Rolls-Royce Motor Cars, Droptail ailesinde yer alan ve her biri kendine has kıssaya sahip dört arabadan ikincisini duyurdu.
AMETHYST ismini taşıyan araç, otomobil sahibinin oğlunun doğum taşı saflığın, berraklığın sembolü amethyst mücevheriyle, arabanın her detayında keşfedilen temalara odaklanıyor.
Sipariş sahibi birebir vakitte arabanın yaratıcısı Rolls-Royce’a geldi ve yaratılacak otomobilde kendi kültürel miraslarını kutlama isteğini lisana getirdi. Coachbuild dizayncıları, Droptail’in dış dizaynını belirleyecek bir ilham noktasıyla müşterinin konutlarından birinin yakınındaki çölde açan kır çiçeği, ile cevap verdiler.
Globe Amaranth olarak isimlendirilen çift tonlu dış cephe boyası, çiçek açma evrelerini yakalıyor. Ana gövde rengi, narin gümüş alt tonuna sahip yumuşak mor renkle tasarlanırken, arabanın üst kaportasında koyu mor kontrast boyası kullanılıyor. Üstünde kırmızı, mavi ve mor mika renklerinin karışımıyla elde edilmiş, ince metalik bir parlaklık yaratan leylak rengi pullar göze çarpıyor.
Arka güverte kaplaması, Rolls-Royce tarafından şimdiye kadar üretilen dünyanın en büyük ahşap yüzeyi olma özelliğini taşıyor. Çeşitli ortamlarda arabanın kullanılabilirliğini sağlamak için, iç ahşap modülleri da birebir titizlikle test edilip dayanıklılık standartlarına uygun olarak tasarlanıyor.
Araba üretim evresinden evvel, 150’den fazla örnek, 8.000 saatin üzerinde değerlendirmeye tabi tutuluyor. Bu değerlendirmeler ortasında simülasyonlar ve ışık dayanıklılığı testleri de bulunuyor. Ayrıyeten, sıcaklıkların +80°C ila -30°C ortasında değiştiği dayanıklılık testleri gerçekleştiriliyor. Böylelikle, Amethyst Droptail için özel olarak geliştirilen güverte esirgeyici kaplamalar kendi patentini alıyor. İç yeri tamamlamak için müşteri şık bir ekleme talep ediyor. Bunun üzerine otomobilin dekorasyonu için döner kadranlı kıymetli taşlar iç ve dış yerlere dahil ediliyor.

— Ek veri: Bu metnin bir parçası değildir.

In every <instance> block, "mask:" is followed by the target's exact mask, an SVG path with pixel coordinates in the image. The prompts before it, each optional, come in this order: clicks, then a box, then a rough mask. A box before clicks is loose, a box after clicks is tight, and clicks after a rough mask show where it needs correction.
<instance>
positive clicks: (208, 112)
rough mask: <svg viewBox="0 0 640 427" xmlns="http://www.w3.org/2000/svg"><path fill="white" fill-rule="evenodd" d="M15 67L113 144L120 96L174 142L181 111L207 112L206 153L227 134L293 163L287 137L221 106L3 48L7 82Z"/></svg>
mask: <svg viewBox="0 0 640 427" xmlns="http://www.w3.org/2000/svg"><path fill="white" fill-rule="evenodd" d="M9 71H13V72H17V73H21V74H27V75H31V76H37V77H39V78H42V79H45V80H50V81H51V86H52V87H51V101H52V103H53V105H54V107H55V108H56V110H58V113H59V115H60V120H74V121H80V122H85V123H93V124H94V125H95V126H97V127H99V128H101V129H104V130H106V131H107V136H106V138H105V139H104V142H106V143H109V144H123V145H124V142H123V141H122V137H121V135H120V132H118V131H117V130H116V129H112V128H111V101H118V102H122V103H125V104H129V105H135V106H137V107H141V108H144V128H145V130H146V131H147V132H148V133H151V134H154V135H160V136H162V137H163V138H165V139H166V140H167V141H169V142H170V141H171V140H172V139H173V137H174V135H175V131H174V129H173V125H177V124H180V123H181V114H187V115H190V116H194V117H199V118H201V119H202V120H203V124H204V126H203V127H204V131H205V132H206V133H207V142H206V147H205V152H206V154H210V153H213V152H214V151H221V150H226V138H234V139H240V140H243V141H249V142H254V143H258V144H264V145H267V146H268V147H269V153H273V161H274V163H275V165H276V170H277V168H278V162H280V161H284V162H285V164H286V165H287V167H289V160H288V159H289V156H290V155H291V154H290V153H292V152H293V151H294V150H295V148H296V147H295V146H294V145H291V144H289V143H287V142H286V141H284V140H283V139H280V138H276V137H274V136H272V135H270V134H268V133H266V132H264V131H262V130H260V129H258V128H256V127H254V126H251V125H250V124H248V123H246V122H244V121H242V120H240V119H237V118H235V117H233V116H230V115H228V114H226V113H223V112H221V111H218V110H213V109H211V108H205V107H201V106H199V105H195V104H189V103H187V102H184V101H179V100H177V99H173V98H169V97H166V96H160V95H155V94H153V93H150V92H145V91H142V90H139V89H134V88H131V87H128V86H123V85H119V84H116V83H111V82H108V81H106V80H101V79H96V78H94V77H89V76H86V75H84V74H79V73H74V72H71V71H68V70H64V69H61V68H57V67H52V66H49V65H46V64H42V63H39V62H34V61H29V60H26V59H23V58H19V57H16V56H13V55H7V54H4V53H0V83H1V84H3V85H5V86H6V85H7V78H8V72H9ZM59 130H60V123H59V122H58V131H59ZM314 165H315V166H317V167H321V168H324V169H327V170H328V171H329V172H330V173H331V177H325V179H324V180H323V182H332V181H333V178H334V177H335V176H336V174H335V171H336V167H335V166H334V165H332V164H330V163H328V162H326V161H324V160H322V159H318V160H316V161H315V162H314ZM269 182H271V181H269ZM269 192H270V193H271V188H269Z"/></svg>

Otomobil sahibinin Rolls-Royce’un zanaatkârlarına en kuvvetli süslemeleri gerçekleştirme konusunda duyduğu inanç Pantheon ızgara sürecinde açığa çıkıyor. Izgaraya daha evvel bu ölçekte hiç denenmemiş, hem fırçalanmış hem de cilalı bir yüzey süreci uygulanıyor.
Otomobilin ön paneli, karmaşık bir el sargısı sisteme sahip bir saatle dekore ediliyor. Müşterinin Vacheron Constantin’in lüks saat dizaynlarından ilham alan kaplama,özel bir tutucuya monte edilmiş ve istenirse arabadan çıkarılabilir.
Saatin retrograde özelliği sayesinde, saat ve dakikaların anlık olarak geri döndüğü bir görsel ekranı var. Çift eksenli tourbillon fonksiyonu, saat düzeneğini daha hassas hale getirerek saat saptamasını düzeltiyor.İbrelerindeki cila ise yüzeyin parlak ve pürüzsüz olmasını sağlıyor.
Saat, beyaz altın bir taban plakasına tutturulmuş el üretimi sunburst guilloché deseni ile kadrana ekstra bir dokunuş ekliyor.
Droptail’in bu olağandışı tabiri, markanın tarihî olarak kıymetli Rolls-Royce modelleri ortasında yer buluyor.Net bir vizyonu gerçekleştirmekle kalmıyor, mirası, çağdaşlığı ve ruhu ustalıkla uygulayarak gösteriyor.